Quelque 13’500 personnes ont marché dans la capitale, selon un comptage réalisé par le cabinet Occurence pour un collectif de médias, dont l’AFP. La mobilisation, initiée par plusieurs personnalités et organisations comme le Collectif contre l’islamophobie en France.

« On entend tout et n’importe quoi »

L’appel à manifester a été lancé le 1er novembre dans le quotidien « Libération », quatre jours après l’attaque d’une mosquée à Bayonne et sur fond de débat ravivé sur le port du voile et la laïcité. Revendiquée par un ancien militant d’extrême droite de 84 ans, l’attaque avait fait deux blessés graves.

Le message initial était de dire « STOP à l’islamophobie », à la « stigmatisation grandissante » des musulmans, victimes de « discriminations » et d' »agressions ». « J’en ai marre que dans la rue on me dise ‘Rentre dans ton pays’. Je suis française ! », raconte Amina, informaticienne de 26 ans.

« On entend tout et n’importe quoi sur l’islam et sur les femmes voilées aujourd’hui. On essaie de stigmatiser les musulmans, de les mettre à l’écart de la société », renchérit Asmae Eumosid, une femme voilée de 29 ans venue d’Epinay-sur-Seine.

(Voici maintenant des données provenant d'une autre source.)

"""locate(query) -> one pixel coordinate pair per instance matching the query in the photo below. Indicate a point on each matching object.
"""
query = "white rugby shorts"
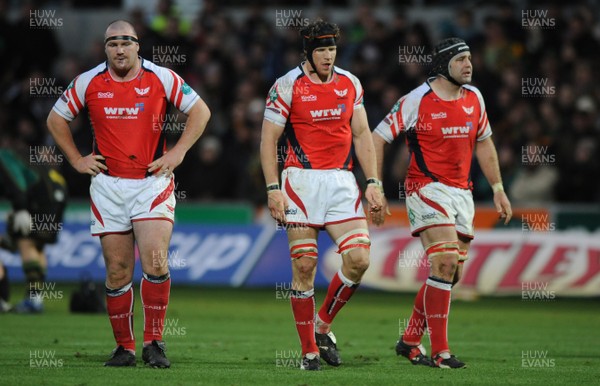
(437, 204)
(117, 202)
(321, 197)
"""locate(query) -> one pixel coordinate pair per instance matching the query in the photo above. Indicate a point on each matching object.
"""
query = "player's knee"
(444, 257)
(118, 274)
(305, 266)
(117, 280)
(357, 260)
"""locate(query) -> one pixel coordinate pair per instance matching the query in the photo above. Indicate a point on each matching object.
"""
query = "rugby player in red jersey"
(132, 188)
(319, 109)
(445, 122)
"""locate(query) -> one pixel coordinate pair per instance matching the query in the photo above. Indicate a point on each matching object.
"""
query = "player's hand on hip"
(278, 204)
(378, 217)
(374, 195)
(503, 206)
(90, 164)
(165, 164)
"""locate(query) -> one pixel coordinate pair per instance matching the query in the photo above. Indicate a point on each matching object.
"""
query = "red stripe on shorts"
(96, 213)
(294, 197)
(162, 197)
(432, 204)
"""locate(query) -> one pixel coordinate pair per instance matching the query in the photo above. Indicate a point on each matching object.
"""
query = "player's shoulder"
(473, 90)
(160, 71)
(87, 76)
(346, 74)
(291, 76)
(411, 101)
(419, 92)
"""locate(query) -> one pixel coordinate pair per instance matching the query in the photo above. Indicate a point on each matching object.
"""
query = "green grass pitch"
(221, 336)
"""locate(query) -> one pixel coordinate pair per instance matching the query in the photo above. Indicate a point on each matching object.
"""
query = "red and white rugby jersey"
(316, 118)
(440, 134)
(127, 117)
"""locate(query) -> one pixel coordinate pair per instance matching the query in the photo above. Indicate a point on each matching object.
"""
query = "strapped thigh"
(303, 247)
(356, 238)
(442, 247)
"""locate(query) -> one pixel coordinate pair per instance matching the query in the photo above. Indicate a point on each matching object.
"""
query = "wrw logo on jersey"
(457, 131)
(123, 112)
(328, 114)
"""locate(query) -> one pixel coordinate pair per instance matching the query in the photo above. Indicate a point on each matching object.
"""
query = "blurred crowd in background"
(541, 90)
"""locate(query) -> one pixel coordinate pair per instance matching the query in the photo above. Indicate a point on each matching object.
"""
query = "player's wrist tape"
(374, 181)
(272, 187)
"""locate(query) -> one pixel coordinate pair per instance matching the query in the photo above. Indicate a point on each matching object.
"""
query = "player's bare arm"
(277, 201)
(198, 117)
(488, 161)
(61, 132)
(379, 143)
(365, 152)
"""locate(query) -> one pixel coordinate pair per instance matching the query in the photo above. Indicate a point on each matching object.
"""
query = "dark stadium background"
(525, 311)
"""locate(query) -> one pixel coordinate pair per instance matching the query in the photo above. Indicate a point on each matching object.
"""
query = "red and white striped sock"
(303, 307)
(119, 304)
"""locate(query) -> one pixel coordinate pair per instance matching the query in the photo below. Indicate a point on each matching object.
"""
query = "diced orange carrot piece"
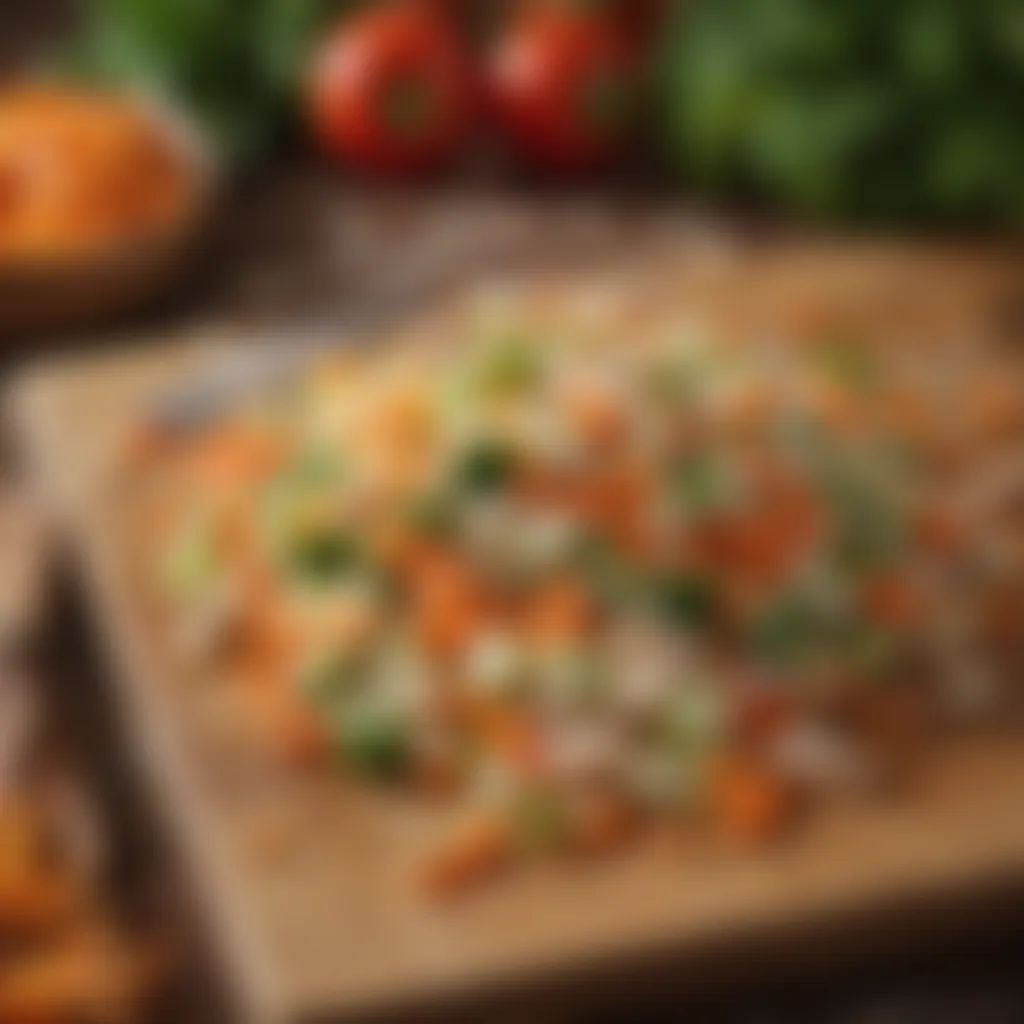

A Toulouse, Mouss Amokrane, chanteur du groupe Zebda, s’est joint à la mobilisation d’environ 200 personnes. « C’est flagrant, la multiplication, l’explosion des actes antimusulmans », regrette-t-il. A Marseille, un autre rassemblement a eu lieu avec quelques centaines de personnes – familles musulmanes, mais aussi syndicalistes et militants de gauche. La foule a scandé « nous sommes tous des enfants de la République ».

Classe politique déchirée

Depuis l’appel à manifester, la classe politique se déchire au sujet de ce rassemblement dans un pays qui oscille entre les dénonciations de la « stigmatisation », dont seraient victimes les musulmans, et la contestation de la « radicalisation ».

La notion-même d' »islamophobie », ainsi que l’identité de certains signataires de l’appel – comme le Collectif contre l’islamophobie (CCIF) accusé de liens avec les Frères musulmans -, ont conduit une partie de la gauche à ne pas s’y associer, notamment au Parti socialiste, ou à relativiser leur soutien initial, comme l’eurodéputé écologiste Yannick Jadot.

Plusieurs élus du parti de gauche radicale La France insoumise étaient en revanche présents. Son chef de file Jean-Luc Mélenchon a appelé avant le départ de la marche à ne pas « confondre quelques personnes avec la valeur de la cause qui est servie ».

« Fins politiques »

Pour la présidente du parti d’extrême droite Rassemblement national Marine Le Pen, « tous ceux qui vont se rendre à cette manifestation seront main dans la main avec les islamistes, c’est-à-dire ceux qui développent dans notre pays une idéologie totalitaire qui vise à combattre les lois de la République française ».

La députée Aurore Bergé, porte-parole du parti macroniste La République en Marche, s’est aussi élevée dimanche contre « une marche qui attaque l’Etat et qui utilise un terme (islamophobie) dont on sait bien qu’il est utilisé à des fins politiques ». En revanche, « si demain il y avait une grande marche pour lutter contre le racisme sous toutes ces formes, nous serions les premiers à être présents ».

La France est le pays d’Europe occidentale qui compte la plus importante communauté musulmane (7,5% de la population).